I am back!

It has been a really long time, since I have felt like writing and today is one of those days.

Last few months have been hard on me, for various reasons. Today I stand proud because I know when to give up on things which didn't work out for me.

I have made mistakes and learned from them, done stupid things which I knew I would regret, because people like me learn things the hard way.
It is a good as well as a bad thing, but then life is not all black and white, it is shades of grey. I am more in control of my emotions, my actions and my life.

Sometimes you have to fall hard to stand back stronger, today I stand strong. Things have not changed much but now I am more controlled and more sensible.
I remember a few months back I was crazy, and not in a good way, but the psycho way. I still follow my heart, do things I want to, go for things I deserve but all in
a way that it does not hurt when they don't work out. Giving up and moving on in life is the biggest lesson I guess one can learn in order to become better.

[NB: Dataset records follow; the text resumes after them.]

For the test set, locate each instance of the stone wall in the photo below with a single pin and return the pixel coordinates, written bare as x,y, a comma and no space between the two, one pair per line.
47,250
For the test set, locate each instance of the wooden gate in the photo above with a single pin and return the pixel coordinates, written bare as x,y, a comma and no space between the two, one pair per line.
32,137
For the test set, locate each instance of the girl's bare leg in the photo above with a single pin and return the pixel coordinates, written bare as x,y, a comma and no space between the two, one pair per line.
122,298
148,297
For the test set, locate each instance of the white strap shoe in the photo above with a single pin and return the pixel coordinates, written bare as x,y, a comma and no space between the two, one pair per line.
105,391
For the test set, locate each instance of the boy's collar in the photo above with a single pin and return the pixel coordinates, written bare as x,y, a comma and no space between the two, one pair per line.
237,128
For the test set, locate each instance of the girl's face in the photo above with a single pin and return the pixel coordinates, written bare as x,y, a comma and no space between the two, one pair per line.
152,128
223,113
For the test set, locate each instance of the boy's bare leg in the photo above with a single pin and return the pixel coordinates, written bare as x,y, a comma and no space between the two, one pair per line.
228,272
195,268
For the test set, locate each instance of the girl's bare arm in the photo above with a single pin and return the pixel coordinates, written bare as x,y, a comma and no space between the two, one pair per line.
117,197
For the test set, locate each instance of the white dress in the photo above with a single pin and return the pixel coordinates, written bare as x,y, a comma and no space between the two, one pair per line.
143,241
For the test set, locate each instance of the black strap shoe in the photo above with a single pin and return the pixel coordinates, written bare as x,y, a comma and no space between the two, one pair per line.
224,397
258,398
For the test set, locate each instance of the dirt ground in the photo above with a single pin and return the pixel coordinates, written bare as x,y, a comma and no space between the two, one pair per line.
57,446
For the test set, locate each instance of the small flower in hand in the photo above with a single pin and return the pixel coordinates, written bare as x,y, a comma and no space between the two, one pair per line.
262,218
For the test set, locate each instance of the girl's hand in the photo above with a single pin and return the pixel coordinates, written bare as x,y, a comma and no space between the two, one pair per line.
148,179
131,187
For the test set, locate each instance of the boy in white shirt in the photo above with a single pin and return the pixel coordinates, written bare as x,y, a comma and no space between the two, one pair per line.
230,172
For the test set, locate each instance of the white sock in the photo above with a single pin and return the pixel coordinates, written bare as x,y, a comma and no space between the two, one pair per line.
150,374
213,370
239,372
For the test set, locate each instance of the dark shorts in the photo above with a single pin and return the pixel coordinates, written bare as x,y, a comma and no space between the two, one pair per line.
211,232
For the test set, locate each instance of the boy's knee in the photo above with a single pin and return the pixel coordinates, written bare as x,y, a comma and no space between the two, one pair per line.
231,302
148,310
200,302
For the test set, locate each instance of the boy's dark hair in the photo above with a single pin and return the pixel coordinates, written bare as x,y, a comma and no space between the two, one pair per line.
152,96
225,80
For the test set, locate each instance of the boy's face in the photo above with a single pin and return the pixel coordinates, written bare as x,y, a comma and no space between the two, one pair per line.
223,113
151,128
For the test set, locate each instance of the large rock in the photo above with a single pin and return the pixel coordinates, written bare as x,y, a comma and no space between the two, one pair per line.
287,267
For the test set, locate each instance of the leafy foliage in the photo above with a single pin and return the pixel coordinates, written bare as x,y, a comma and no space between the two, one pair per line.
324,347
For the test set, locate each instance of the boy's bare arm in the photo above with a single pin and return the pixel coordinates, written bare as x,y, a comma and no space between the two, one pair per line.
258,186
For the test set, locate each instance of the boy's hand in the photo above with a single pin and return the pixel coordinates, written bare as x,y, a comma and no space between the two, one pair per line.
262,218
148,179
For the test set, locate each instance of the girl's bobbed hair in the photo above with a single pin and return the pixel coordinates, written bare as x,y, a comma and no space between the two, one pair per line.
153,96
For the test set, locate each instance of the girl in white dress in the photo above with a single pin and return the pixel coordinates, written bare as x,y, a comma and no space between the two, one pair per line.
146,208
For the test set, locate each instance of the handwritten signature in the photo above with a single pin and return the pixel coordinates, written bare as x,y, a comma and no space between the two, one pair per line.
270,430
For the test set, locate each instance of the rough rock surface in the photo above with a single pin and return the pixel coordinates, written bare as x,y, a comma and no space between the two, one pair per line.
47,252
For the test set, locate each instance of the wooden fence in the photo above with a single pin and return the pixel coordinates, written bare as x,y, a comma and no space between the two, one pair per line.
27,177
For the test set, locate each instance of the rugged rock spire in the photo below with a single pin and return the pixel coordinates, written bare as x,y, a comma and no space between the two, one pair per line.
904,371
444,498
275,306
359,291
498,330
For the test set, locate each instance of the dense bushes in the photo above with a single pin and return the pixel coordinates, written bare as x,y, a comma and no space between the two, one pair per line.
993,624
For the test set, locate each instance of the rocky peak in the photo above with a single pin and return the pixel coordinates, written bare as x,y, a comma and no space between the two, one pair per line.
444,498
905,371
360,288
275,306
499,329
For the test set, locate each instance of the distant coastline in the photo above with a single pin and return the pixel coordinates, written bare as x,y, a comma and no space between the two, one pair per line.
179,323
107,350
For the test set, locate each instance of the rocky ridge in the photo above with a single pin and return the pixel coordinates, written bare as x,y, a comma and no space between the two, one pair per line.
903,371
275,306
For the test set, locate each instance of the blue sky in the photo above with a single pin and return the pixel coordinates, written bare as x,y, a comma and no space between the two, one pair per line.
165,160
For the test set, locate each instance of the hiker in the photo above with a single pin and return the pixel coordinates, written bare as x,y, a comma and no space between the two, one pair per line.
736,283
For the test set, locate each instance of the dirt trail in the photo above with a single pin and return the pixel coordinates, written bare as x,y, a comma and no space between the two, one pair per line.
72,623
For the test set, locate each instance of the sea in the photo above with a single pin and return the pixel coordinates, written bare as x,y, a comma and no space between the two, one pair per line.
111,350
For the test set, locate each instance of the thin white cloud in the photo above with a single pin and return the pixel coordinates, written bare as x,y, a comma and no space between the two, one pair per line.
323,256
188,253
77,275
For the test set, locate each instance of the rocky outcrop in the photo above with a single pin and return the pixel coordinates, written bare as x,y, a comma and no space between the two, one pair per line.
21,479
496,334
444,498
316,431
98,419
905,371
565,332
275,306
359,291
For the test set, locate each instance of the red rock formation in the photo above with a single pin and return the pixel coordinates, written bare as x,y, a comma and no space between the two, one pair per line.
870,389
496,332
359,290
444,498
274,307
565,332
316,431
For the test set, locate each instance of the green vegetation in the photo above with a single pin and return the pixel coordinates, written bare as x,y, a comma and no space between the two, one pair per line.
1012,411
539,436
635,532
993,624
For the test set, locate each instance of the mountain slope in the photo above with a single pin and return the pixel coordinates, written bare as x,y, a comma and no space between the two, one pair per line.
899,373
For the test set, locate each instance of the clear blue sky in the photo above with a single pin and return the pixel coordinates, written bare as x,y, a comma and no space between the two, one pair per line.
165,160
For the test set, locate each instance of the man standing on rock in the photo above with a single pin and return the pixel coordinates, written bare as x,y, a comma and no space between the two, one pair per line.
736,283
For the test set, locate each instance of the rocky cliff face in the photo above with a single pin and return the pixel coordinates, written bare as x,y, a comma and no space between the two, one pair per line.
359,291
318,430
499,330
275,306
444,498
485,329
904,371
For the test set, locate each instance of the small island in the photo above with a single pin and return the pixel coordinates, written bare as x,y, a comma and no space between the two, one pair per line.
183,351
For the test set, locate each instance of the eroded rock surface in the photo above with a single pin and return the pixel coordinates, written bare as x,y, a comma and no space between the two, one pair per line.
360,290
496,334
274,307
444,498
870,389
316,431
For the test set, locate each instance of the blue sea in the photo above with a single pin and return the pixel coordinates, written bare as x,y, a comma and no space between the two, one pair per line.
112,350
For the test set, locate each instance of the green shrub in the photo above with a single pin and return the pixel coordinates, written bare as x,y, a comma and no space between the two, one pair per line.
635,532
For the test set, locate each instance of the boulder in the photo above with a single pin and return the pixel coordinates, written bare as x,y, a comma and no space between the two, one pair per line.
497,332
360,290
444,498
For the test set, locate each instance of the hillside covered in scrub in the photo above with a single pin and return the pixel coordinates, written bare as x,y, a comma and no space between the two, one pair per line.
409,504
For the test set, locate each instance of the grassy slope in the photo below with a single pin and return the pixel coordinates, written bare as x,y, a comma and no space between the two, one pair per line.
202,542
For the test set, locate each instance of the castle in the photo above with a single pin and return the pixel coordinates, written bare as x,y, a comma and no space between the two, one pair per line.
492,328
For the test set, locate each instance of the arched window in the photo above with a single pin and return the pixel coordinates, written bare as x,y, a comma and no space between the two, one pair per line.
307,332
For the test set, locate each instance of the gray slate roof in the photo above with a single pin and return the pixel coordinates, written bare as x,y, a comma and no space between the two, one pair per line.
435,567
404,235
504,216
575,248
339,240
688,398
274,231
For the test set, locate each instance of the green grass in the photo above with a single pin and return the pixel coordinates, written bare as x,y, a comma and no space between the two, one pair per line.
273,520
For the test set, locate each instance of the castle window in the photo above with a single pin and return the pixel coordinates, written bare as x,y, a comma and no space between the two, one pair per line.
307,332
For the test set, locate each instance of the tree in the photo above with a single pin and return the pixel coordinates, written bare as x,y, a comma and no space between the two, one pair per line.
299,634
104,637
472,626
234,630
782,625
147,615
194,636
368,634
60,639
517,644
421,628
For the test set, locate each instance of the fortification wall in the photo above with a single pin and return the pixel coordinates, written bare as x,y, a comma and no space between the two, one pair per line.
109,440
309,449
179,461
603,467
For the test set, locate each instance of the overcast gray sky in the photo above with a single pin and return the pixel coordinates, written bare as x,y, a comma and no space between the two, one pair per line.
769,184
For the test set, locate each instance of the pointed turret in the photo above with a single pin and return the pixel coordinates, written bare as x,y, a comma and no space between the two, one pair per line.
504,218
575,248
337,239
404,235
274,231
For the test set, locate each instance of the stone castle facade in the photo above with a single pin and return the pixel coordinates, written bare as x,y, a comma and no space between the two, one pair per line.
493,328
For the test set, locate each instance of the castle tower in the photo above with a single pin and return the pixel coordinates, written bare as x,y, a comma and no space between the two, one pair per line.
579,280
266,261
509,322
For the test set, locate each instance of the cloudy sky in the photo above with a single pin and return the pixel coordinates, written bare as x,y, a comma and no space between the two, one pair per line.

We all have baggage in life, if you do not have any baggage then you are definitely doing something wrong in life. Some keep dragging the baggage and some accept it
learn from it and walk into a new phase, a new start. Peace and acceptance go hand in hand. I have both.

I have a small set of friends, I love my comfort zone, I laugh hard, I cry hard, I work hard and party hard. Well again, my life is not perfect, I am working on it.
My goals are clear in life. I look back at the day when I left home for the first time, I was naive, stupid, scared to try new things, always in a shell.
Things have changed drastically. Had to go through a lot of embarrassment, sometimes humiliation, couple of heartbreaks and loss of hair as well. But it all worked
out fine, I have scars of life. No regrets. That was one thing I have always maintained, the day I die, and my entire life is flashing in front of my eyes, I do not
want to see regrets. There are mistakes I made but not out of fun, but because of lack of understanding of consequences.

Life is not so complicated, we make it. It is all about what you want more, some sacrifice that and regret and some follow it and regret. It is about sticking to your
decisions, working through them, give it all you can and in case they do not work out, walk away, accept it and start over. Keep doing this until you find what you
want. People who want to understand you, will understand and don't even bother about the rest. Eventually its your life, you are answerable to yourself!




P.S: apologies for the formatting, notepad sucks!